Poco a poco, con paciencia y tesón fueron resolviéndose problemas no pequeños: megafonía, iluminación o luminotecnia, vestimenta, instrumentos de percusión… Pero, ¿y el piano?: ¿cómo y dónde conseguir un piano? Quizá les permitiesen trasladar alguno de los pianos de los colegios donde estudiaban. Esta idea iluminó sus ojos, en primera instancia, pero se desechó rápidamente, porque pareció inviable trasladar un piano a cada lugar de la representación.

Y nos fuimos, (yo acompañé a algunos), a la mejor tienda de pianos portátiles de Deusto (Bilbao). Y preguntamos precios por los más baratillos; y posibilidad de pago a pequeños largos plazos… Pero, quien se iba a fiar de unos jovenzuelos con caras de quinceañeros… Yo procuré estar de incógnito para no dar imaginarias expectativas.

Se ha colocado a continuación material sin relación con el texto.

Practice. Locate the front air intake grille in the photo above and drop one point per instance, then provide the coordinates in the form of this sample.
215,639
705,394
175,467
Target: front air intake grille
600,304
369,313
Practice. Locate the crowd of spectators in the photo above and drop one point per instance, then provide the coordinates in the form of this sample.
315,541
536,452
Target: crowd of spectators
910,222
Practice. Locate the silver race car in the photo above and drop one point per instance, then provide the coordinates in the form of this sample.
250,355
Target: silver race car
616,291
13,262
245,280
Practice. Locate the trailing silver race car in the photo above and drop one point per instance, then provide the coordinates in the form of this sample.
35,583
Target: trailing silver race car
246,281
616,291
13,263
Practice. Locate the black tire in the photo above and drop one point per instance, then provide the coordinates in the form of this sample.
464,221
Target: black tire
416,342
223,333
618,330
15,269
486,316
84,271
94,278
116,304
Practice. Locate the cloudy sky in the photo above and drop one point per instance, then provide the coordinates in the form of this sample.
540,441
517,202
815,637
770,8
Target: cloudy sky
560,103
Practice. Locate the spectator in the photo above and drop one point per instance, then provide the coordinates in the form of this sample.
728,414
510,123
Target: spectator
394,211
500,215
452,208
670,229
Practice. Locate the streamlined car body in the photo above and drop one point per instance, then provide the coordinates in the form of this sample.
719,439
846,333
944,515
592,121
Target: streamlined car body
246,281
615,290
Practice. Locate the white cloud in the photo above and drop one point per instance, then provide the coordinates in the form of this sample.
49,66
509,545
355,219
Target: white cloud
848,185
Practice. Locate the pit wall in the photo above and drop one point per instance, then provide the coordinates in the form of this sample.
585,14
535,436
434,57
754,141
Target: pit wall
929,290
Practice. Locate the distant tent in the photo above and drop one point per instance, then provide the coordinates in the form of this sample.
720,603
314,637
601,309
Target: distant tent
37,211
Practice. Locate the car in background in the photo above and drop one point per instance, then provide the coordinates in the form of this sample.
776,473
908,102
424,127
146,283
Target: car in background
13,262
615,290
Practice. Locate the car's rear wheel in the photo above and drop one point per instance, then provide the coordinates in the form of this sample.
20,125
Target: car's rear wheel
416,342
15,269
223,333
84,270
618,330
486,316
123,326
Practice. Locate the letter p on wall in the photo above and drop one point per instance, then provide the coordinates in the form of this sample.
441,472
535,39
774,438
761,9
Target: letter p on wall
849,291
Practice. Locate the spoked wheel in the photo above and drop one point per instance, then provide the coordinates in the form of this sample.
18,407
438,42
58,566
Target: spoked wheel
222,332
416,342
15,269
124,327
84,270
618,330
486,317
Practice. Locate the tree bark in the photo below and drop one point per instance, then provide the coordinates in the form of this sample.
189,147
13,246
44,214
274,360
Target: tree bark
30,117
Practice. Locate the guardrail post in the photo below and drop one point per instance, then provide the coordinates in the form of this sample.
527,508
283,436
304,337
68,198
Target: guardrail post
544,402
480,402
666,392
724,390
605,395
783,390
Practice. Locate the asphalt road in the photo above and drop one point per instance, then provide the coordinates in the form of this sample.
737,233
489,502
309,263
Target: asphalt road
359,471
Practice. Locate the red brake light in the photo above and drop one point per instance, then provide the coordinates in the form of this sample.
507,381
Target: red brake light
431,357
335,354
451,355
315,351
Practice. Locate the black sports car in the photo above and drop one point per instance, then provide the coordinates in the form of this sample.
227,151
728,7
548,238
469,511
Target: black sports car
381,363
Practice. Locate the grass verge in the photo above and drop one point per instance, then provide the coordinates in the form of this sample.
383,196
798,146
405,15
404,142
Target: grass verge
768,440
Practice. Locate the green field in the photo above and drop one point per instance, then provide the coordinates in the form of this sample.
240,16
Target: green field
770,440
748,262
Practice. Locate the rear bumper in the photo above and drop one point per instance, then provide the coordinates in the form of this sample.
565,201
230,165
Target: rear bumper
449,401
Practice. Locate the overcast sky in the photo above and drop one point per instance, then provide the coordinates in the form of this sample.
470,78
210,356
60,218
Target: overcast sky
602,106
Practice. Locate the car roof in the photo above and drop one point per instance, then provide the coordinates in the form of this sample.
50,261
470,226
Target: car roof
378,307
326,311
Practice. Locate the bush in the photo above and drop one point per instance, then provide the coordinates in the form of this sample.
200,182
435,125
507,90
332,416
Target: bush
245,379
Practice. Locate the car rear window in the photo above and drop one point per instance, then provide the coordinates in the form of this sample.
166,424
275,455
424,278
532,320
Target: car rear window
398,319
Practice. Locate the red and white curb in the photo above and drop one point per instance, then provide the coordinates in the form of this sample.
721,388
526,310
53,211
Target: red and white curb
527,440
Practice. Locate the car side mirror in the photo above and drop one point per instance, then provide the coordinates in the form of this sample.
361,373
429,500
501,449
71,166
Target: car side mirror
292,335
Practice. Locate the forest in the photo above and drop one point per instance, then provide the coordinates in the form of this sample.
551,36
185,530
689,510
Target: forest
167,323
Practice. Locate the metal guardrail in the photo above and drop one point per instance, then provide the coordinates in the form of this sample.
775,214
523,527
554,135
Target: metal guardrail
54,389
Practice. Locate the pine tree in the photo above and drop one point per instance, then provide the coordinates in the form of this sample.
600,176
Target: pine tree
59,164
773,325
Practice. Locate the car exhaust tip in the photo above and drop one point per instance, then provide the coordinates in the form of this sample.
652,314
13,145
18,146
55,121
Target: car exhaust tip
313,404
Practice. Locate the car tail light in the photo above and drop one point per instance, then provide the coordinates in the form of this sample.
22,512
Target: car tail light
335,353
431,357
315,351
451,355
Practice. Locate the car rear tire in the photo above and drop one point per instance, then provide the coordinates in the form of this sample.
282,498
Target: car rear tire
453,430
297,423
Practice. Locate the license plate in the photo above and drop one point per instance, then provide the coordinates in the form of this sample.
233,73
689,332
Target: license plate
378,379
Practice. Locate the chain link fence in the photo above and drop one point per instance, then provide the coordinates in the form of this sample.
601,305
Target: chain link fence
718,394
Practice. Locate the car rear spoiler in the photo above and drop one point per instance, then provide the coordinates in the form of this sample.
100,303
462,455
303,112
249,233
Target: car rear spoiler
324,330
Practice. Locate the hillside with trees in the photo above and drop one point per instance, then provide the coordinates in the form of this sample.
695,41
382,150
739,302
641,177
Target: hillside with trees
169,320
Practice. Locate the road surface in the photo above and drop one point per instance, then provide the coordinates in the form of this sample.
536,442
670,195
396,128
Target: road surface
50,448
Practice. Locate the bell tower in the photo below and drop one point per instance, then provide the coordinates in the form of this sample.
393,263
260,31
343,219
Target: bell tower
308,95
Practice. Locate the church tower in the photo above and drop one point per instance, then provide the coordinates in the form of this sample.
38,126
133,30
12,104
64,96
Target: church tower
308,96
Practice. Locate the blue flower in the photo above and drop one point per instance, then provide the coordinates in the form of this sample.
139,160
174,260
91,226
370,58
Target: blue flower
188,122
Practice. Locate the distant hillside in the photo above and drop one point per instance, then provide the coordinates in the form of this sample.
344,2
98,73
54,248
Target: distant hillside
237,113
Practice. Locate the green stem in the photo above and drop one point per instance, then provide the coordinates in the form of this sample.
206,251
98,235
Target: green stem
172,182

Pero, sucedió el milagro. De pronto, un apuesto gentilhombre, que nos había estado escuchando, se nos acerca y nos pregunta para cuando necesitábamos el piano. El interés manifiesto en su cara de amigo hizo brillar la primera sonrisa en el rostro asustado de aquellos sorprendidos jovenzuelos. Aclaradas las pertinentes cuestiones, el desconocido amigo nos certificó que el día propuesto tendríamos el piano en la dirección que nuestros interlocutores le habían facilitado.

Aquel desconocido joven resultó ser Carlos, el pianista del grupo Mocedades, cuyas melodías eran ya las delicias de los más refinados oídos, de Euskadi y de España entera. Lo que sigue no nos lo contó él, pero, supimos más tarde, de buena tinta, que el tal grupo había empezado su andadura en la Iglesia de Santa María de Guecho. Amor con amor se paga. Así, con esta ayuda del cielo, el grupo Juventud Parroquial Róntegui pudo estrenar su Godspell el día 19 de Mayo de 1984, en el teatro del colegio Larrea de Baracaldo, donde obtuvieron su primer clamoroso éxito, entre la bulliciosa multitud que abarrotaba la sala.